Hello I am a postgrad student and I have an assignment where I am asked to do hot encoding on categorical columns in a dataframe. The process must be completed manually without applying the function one_hot. My question is that I would like to understand what steps does the function apply so I can apply it manually to my dataframe.
one_hot()
is not a base R function so I think you should specify which package are you referring to, ideally, you should present your issue as a REPRoducible EXample (reprex).
Please take a look at our homework policy to learn how to properly ask homework-inspired questions here.
I honestly don't know. That is why I am asking.
You can see the code of a function by typing its name, without parentheses, in the console.
What @FJCC is suggesting here @myusername is, that if you at the console type:
> one_hot
I.e. without the parantheses, then you can see how the function works. The likely reason that people are reluctant with giving you the answer is, that you will learn nothing simply from getting the code. The whole process of thinking the solution through and implementing and checking that it works - That's where you learn something
Give it a shout - If you get stuck, then return here with what you did and where you're stuck, then I'm certain that people will gladly chip in
I am trying to apply the function one_hot
manually in R for an assignment.
sample of my dataset
a <- c('red','red','green')
b <- c('large', 'medium', 'small')
c <- c('wide','narrow','narrow')
df <- data.frame(a, b, c)
using the one_hot
function from the package scorecard
returns this output
one_hot(df)
output
a_green a_red b_large b_medium b_small c_narrow c_wide
1: 0 1 1 0 0 0 1
2: 0 1 0 1 0 1 0
3: 1 0 0 0 1 1 0
I would like to create the same output without using the function. So far I did those steps:
- converted the categorical columns to factors
for (i in colnames(df)) {
df[i] <- do.call(cbind.data.frame, lapply(df[i], as.factor))}
- found the length of the levels (k). I wrote this function
to.encode<-c('a','b','c')
one.hot <- function(df, to.encode) {
len=c()
k=sapply(df[to.encode], levels)
for (i in k) {
if (!is.null(i)){
len<-length(i)-1
print(len)
}
}
}
output is the length of the levels minus 1 (k-1)
> one.hot(df)
[1] 1
[1] 2
[1] 1
Now I want to create (k-1) new columns for each categorical column. I want to set the value to 1 if the original variable's value corresponded to the column, and 0 otherwise.

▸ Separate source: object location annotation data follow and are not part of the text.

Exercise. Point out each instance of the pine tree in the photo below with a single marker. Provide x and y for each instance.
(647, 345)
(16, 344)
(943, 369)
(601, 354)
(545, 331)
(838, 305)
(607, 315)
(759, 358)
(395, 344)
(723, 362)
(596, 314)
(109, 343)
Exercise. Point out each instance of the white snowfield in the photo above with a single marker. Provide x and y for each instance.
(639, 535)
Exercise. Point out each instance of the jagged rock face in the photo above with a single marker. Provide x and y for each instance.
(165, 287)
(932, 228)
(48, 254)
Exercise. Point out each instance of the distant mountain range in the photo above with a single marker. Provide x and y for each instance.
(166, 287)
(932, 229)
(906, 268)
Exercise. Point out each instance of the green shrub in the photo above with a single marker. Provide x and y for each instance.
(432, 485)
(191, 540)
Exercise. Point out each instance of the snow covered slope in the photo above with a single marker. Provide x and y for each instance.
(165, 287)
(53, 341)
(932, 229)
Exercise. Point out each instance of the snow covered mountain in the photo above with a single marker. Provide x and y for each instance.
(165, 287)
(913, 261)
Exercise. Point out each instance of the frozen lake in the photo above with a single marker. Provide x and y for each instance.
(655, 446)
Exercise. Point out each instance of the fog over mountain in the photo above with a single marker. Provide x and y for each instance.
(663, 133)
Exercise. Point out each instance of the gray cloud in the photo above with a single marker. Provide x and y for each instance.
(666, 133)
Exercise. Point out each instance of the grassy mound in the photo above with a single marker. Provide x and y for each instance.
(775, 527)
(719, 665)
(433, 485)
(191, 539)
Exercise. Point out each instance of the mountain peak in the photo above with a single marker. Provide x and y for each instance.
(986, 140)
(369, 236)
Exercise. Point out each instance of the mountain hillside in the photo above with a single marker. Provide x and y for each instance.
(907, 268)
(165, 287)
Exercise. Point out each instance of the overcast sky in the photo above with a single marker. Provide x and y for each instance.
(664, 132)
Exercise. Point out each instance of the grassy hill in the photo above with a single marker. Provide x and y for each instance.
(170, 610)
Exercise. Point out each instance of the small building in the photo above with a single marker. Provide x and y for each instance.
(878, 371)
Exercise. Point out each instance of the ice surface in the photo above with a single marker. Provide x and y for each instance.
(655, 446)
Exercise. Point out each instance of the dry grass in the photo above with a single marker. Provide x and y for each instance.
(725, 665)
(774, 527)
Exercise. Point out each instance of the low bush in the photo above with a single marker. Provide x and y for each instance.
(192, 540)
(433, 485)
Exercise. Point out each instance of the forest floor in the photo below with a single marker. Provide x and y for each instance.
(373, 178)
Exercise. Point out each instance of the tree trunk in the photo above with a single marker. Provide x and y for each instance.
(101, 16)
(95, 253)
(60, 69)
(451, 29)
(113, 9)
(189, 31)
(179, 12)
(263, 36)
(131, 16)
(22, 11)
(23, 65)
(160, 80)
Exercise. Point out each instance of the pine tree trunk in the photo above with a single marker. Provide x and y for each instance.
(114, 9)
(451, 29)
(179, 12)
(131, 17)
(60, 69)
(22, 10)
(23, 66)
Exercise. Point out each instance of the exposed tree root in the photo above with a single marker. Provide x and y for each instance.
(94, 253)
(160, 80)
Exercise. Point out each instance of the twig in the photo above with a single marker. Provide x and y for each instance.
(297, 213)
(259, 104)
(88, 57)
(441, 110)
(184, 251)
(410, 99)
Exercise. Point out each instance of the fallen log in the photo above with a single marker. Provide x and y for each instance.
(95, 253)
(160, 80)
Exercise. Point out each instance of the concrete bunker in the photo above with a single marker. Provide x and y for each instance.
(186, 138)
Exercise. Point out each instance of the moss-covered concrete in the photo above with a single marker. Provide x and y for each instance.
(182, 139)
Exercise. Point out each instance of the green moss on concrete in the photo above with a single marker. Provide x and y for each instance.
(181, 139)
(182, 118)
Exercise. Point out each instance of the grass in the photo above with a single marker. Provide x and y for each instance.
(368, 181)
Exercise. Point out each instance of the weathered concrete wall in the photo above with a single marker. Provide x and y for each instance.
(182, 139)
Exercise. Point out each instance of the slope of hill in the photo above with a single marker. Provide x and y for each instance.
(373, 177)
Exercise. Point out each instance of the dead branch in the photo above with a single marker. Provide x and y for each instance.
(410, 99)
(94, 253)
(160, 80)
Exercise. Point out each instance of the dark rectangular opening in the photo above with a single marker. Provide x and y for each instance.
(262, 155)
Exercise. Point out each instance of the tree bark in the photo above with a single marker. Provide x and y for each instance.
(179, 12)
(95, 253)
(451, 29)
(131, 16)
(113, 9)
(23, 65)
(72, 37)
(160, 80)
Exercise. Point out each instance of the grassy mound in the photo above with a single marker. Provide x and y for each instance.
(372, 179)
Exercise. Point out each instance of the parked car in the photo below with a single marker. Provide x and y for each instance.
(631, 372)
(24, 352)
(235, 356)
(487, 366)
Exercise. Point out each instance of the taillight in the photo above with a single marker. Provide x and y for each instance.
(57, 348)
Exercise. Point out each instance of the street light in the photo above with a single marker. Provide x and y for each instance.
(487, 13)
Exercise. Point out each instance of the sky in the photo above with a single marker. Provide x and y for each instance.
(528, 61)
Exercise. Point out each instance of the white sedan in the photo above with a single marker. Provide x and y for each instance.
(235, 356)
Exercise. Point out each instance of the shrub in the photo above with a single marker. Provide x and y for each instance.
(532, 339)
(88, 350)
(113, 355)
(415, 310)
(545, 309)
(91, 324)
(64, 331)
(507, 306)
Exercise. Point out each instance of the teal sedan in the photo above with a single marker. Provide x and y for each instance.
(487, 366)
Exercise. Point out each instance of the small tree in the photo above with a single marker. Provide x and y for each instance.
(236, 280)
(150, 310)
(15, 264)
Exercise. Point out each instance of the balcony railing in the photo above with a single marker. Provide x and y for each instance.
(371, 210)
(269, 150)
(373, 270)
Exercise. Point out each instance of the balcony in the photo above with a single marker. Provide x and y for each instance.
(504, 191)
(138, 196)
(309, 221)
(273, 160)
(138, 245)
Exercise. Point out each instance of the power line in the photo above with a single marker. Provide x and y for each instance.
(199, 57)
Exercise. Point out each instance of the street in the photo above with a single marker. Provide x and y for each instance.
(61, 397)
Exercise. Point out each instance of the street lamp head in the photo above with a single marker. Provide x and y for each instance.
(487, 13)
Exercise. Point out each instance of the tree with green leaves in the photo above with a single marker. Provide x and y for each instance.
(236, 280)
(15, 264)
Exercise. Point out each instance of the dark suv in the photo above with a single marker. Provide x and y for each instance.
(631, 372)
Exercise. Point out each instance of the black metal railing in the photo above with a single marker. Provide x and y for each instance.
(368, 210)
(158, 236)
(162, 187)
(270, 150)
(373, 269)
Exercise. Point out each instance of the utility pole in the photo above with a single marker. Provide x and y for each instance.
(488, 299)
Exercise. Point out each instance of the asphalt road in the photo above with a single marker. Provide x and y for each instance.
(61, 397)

Any advice on how to take this to the next step? Thank you
Please refrain from re-posting your question it will clutter the discussion board. I recommend continuing in the original thread.
Hi @myusername,
Here is a bit of generic code for one-hot encoding to get you started:
set.seed(859315)
n = 10
categories = sample(x = seq(from = 1, to = 3), size = n, replace = TRUE)
one_hot = t(sapply(X = categories, FUN = function(x_i){
v = c(0, 0, 0)
v[x_i] = 1
return(v)
}))
Yielding:
> categories
[1] 1 3 1 2 1 2 1 1 1 1
> one_hot
[,1] [,2] [,3]
[1,] 1 0 0
[2,] 0 0 1
[3,] 1 0 0
[4,] 0 1 0
[5,] 1 0 0
[6,] 0 1 0
[7,] 1 0 0
[8,] 1 0 0
[9,] 1 0 0
[10,] 1 0 0
See if you can formalise it and apply it to your data
This topic was automatically closed 21 days after the last reply. New replies are no longer allowed.